Au-delà de la matière, de l’immuable au flexible, vidéo hd, 31 minutes, Couleur.
L’œuvre relate l’expérience de jeunes étudiants – militants du Génépi qui ont mis en place des ateliers photographiques auprès de détenus du centre pénitencier de Réau en Seine-et-Marne. Au-delà de l’apprentissage technique de la photographie argentique, ces rendez-vous hebdomadaires se sont révélés être des instants d’échanges informels mêlant joie, peine, incompréhension, consternation, révolte, déni, résignation et remise en question.
La vidéo met en perspective deux temporalités ou plutôt deux espaces temps différents qui se rencontrent : le premier, restreint et contraint, semble destiné à un futur inéluctablement déterminé tandis que le second, flexible et ouvert, semble explorer le champ des possibles. Au-delà de la matière ne cherche pas à questionner les conditions carcérales en tant que telles, mais plutôt à interroger les systèmes de domination qui se matérialisent et se consolident. La parole et l’image sont ici des médiums de rapprochement d’univers apparemment distincts et de dépassement des frontières.
Jouant sur l’imaginaire carcéral, l’œuvre s’ouvre sur une citation tronquée du détenu Elie Y. puis une musique hip hop saturée s’efface au profit des paroles des membres de l’association Génépi. La prison laisse place aux vécus. Les mots se juxtaposent et d’additionnent pour finalement revenir à la pulsation initiale, celle de la matière et du mécanisme.
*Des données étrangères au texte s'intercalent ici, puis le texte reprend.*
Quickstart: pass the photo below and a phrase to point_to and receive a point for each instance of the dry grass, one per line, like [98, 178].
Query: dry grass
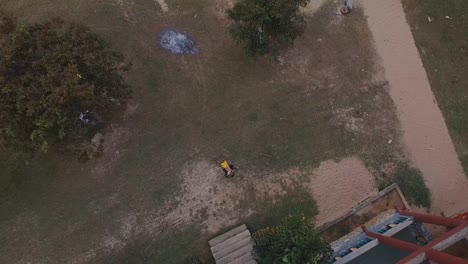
[324, 102]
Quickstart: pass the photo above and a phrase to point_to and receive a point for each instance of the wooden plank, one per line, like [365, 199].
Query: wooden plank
[235, 255]
[231, 241]
[227, 235]
[241, 242]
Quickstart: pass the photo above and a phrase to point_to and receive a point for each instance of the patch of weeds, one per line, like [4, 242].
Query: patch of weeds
[270, 214]
[411, 183]
[168, 247]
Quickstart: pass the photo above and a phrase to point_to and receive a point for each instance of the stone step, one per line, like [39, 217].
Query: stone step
[244, 259]
[227, 235]
[235, 255]
[231, 241]
[228, 250]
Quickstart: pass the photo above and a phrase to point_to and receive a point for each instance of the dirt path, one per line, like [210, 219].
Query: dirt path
[424, 131]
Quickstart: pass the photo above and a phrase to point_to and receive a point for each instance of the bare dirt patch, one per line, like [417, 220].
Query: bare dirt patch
[338, 186]
[425, 133]
[215, 201]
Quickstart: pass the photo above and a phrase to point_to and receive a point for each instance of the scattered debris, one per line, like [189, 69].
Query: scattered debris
[163, 5]
[86, 117]
[177, 42]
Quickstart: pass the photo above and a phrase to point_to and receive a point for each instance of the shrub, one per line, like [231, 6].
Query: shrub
[57, 81]
[261, 26]
[294, 241]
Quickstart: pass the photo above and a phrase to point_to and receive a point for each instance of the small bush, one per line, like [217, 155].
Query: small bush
[411, 182]
[294, 241]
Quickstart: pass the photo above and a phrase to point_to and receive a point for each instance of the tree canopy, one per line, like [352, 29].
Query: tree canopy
[263, 26]
[293, 241]
[57, 80]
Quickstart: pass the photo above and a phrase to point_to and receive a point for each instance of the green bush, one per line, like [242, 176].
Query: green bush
[293, 241]
[261, 26]
[411, 182]
[57, 81]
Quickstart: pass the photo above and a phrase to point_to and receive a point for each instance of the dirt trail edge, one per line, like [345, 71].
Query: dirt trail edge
[424, 131]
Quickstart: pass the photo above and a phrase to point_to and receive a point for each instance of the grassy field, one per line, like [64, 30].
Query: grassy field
[443, 46]
[326, 101]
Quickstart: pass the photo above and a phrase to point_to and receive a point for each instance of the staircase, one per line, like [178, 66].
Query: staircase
[233, 247]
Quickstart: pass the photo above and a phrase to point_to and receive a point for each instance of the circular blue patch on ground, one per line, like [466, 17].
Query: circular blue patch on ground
[177, 42]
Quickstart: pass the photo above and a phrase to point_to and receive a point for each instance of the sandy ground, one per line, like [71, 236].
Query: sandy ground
[336, 186]
[218, 202]
[424, 131]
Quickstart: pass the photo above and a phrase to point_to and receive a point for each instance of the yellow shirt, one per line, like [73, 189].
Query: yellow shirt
[225, 165]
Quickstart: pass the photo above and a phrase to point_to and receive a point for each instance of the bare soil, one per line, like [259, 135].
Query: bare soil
[424, 131]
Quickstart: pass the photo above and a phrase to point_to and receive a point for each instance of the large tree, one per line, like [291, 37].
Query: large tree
[262, 26]
[56, 79]
[293, 241]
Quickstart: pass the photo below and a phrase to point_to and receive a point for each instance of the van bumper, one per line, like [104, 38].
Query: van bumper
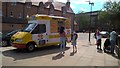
[19, 46]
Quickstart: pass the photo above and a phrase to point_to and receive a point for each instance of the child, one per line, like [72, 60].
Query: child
[74, 38]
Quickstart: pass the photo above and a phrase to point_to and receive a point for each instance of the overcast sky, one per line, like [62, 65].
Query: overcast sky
[83, 5]
[78, 5]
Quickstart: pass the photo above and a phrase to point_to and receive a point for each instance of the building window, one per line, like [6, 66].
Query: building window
[20, 15]
[11, 14]
[51, 10]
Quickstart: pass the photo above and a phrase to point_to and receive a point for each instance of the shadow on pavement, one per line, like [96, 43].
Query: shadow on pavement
[59, 56]
[99, 51]
[22, 54]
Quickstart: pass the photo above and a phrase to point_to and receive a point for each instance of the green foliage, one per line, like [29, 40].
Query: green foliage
[83, 20]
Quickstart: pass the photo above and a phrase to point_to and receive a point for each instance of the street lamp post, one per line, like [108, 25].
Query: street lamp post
[92, 4]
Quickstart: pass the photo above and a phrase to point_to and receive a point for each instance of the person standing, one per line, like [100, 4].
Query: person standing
[62, 40]
[113, 36]
[98, 37]
[74, 38]
[95, 37]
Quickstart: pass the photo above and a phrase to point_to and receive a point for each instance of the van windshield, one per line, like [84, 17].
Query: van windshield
[29, 27]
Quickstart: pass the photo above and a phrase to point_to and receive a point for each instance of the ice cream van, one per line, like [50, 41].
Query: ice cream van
[41, 30]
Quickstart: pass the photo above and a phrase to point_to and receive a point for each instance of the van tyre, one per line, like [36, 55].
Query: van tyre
[30, 47]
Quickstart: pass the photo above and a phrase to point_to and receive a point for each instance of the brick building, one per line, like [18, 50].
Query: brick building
[14, 14]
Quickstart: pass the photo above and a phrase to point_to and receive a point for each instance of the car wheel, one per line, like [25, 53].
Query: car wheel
[4, 43]
[30, 47]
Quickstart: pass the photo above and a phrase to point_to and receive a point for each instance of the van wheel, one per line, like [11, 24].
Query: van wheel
[30, 47]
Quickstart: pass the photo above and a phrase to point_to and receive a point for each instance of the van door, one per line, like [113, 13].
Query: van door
[41, 32]
[38, 34]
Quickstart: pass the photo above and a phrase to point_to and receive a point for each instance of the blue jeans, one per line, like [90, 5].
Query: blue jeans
[112, 46]
[62, 44]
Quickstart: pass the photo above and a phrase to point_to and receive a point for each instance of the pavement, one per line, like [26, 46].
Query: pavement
[87, 55]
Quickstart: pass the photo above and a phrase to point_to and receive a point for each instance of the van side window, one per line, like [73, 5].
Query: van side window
[41, 28]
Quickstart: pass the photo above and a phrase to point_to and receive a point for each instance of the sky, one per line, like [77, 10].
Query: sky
[80, 5]
[83, 5]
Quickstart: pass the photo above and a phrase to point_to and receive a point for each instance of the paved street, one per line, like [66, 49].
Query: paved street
[87, 55]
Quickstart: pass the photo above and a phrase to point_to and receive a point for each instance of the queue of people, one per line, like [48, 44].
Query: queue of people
[109, 43]
[63, 40]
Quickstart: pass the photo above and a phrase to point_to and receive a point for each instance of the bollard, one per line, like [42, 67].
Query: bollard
[117, 47]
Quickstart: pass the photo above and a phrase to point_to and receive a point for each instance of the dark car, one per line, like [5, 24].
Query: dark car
[6, 38]
[104, 34]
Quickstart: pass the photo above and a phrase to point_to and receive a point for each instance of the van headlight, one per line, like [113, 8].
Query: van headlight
[18, 40]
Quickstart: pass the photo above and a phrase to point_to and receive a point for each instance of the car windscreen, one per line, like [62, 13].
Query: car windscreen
[29, 27]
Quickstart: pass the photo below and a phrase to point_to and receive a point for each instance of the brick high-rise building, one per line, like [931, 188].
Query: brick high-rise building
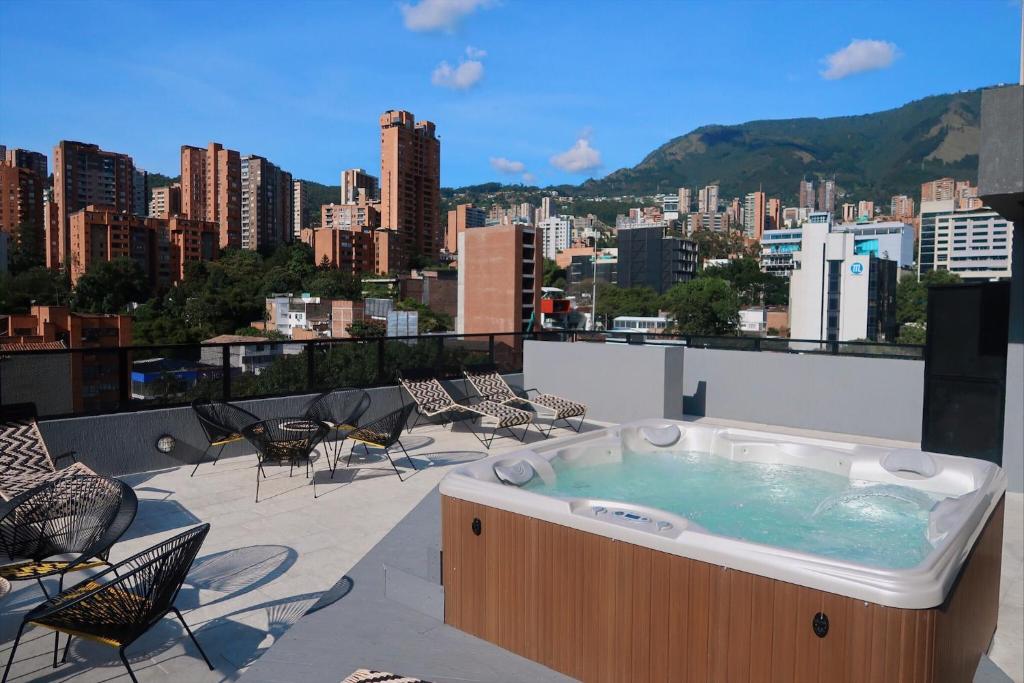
[33, 161]
[166, 201]
[357, 185]
[211, 188]
[267, 217]
[22, 203]
[84, 175]
[461, 217]
[901, 208]
[826, 196]
[161, 246]
[500, 278]
[807, 195]
[754, 215]
[410, 187]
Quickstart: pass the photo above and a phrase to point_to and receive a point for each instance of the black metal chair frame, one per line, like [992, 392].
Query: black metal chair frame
[461, 411]
[340, 411]
[54, 519]
[384, 432]
[141, 590]
[269, 449]
[222, 423]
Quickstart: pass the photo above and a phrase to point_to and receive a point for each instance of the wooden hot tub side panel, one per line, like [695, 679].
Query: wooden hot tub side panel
[600, 609]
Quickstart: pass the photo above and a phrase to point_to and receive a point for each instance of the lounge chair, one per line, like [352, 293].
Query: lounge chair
[25, 462]
[435, 404]
[118, 605]
[491, 385]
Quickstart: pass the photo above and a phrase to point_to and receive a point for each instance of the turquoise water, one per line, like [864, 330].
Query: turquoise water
[790, 507]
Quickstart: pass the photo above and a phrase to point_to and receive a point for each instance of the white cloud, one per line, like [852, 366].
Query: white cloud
[438, 14]
[581, 157]
[465, 76]
[503, 165]
[859, 55]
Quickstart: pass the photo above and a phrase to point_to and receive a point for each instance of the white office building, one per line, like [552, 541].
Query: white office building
[975, 244]
[557, 231]
[837, 294]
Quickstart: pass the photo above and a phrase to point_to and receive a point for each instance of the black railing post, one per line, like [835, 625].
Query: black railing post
[124, 378]
[380, 360]
[225, 369]
[310, 368]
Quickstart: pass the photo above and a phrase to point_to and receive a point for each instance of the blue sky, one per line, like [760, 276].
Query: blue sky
[560, 90]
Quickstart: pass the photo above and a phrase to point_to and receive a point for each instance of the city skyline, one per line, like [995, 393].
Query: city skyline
[467, 72]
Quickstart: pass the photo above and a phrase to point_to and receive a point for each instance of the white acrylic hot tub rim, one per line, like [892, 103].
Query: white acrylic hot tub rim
[922, 587]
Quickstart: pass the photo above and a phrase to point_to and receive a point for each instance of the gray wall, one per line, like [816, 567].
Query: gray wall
[125, 442]
[868, 396]
[617, 382]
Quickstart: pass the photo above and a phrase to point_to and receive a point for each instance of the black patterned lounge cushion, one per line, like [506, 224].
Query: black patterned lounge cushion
[562, 408]
[506, 415]
[368, 676]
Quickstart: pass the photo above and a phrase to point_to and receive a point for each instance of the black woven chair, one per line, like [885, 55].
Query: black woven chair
[79, 516]
[285, 440]
[118, 605]
[222, 423]
[340, 411]
[384, 433]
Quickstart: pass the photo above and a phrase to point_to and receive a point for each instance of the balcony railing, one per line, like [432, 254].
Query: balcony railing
[102, 380]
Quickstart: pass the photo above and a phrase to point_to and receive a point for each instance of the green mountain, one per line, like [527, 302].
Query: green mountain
[871, 157]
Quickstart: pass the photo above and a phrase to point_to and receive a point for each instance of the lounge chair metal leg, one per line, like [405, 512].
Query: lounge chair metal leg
[124, 660]
[13, 648]
[201, 458]
[193, 636]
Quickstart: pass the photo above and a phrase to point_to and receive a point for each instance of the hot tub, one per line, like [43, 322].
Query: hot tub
[660, 550]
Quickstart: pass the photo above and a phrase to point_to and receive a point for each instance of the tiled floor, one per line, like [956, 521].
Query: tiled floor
[264, 565]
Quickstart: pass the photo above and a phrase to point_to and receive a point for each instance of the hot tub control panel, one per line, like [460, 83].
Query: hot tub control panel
[630, 518]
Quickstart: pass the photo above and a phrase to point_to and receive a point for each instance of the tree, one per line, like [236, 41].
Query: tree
[704, 306]
[110, 286]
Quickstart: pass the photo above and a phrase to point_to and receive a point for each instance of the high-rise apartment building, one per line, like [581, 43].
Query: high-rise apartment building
[410, 187]
[166, 201]
[33, 161]
[849, 213]
[22, 204]
[161, 246]
[838, 294]
[357, 185]
[826, 196]
[901, 208]
[84, 175]
[461, 217]
[938, 190]
[648, 258]
[556, 233]
[685, 200]
[755, 212]
[807, 195]
[708, 199]
[975, 244]
[500, 278]
[266, 204]
[301, 211]
[211, 188]
[773, 217]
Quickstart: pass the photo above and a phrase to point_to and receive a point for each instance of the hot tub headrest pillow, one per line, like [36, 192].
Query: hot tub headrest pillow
[660, 436]
[905, 460]
[515, 474]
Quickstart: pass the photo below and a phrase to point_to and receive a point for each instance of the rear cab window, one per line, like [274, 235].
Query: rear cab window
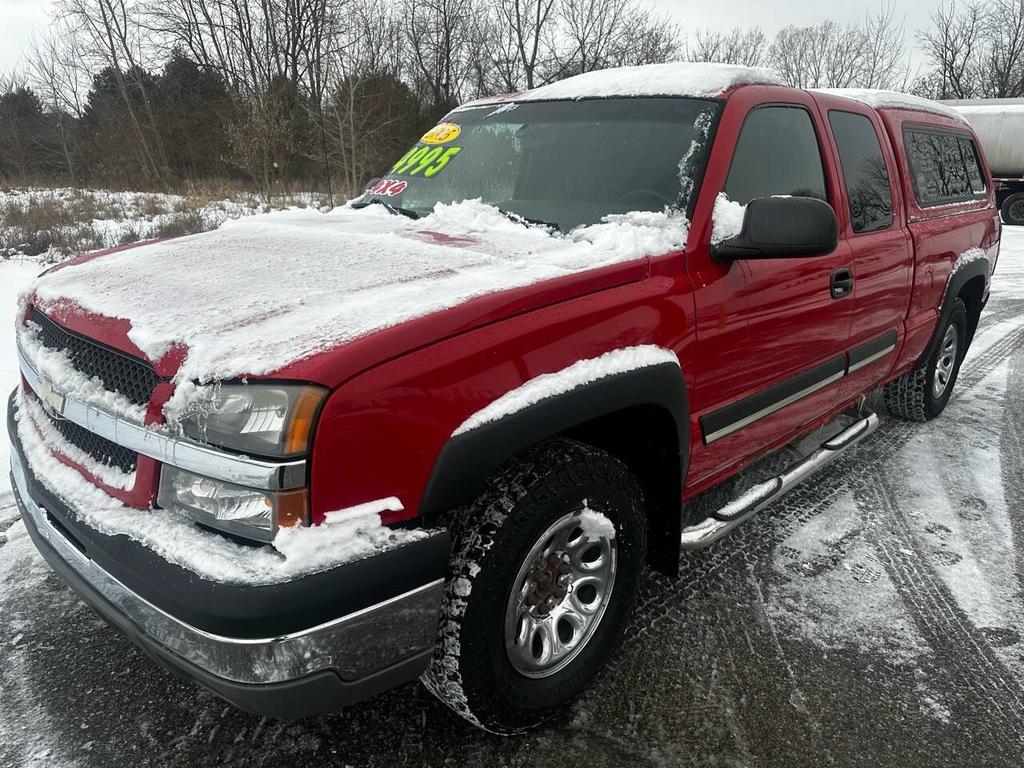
[867, 185]
[945, 168]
Les images, quant à elles, se superposent et se déclinent en trois perceptions de la prison. Apparaissent d’abord des images du « dedans », tournées et diffusées par des détenus de différentes prisons françaises. Puis celles du « dehors » : c’est à la lisière que je me tiens, par un plan fixe tremblant de l’entrée du bâtiment de Réau. Apparaît aussi l’« entre-deux », celui d’une jeunesse ouverte au champ des possibles, des militants-étudiants filmés au cours de leurs réunions en amont et en aval des sessions d’atelier auprès des détenus. Un jeu de cadre et de perspectives dessine une confrontation du « dedans » au « dehors », de vies semblant immuables à des vies encore flexibles, jusqu’à inscrire une confusion. Les visions ou espace-temps se confondent, les vies s’entremêlent … et pourtant une imperméabilité des univers semble résister.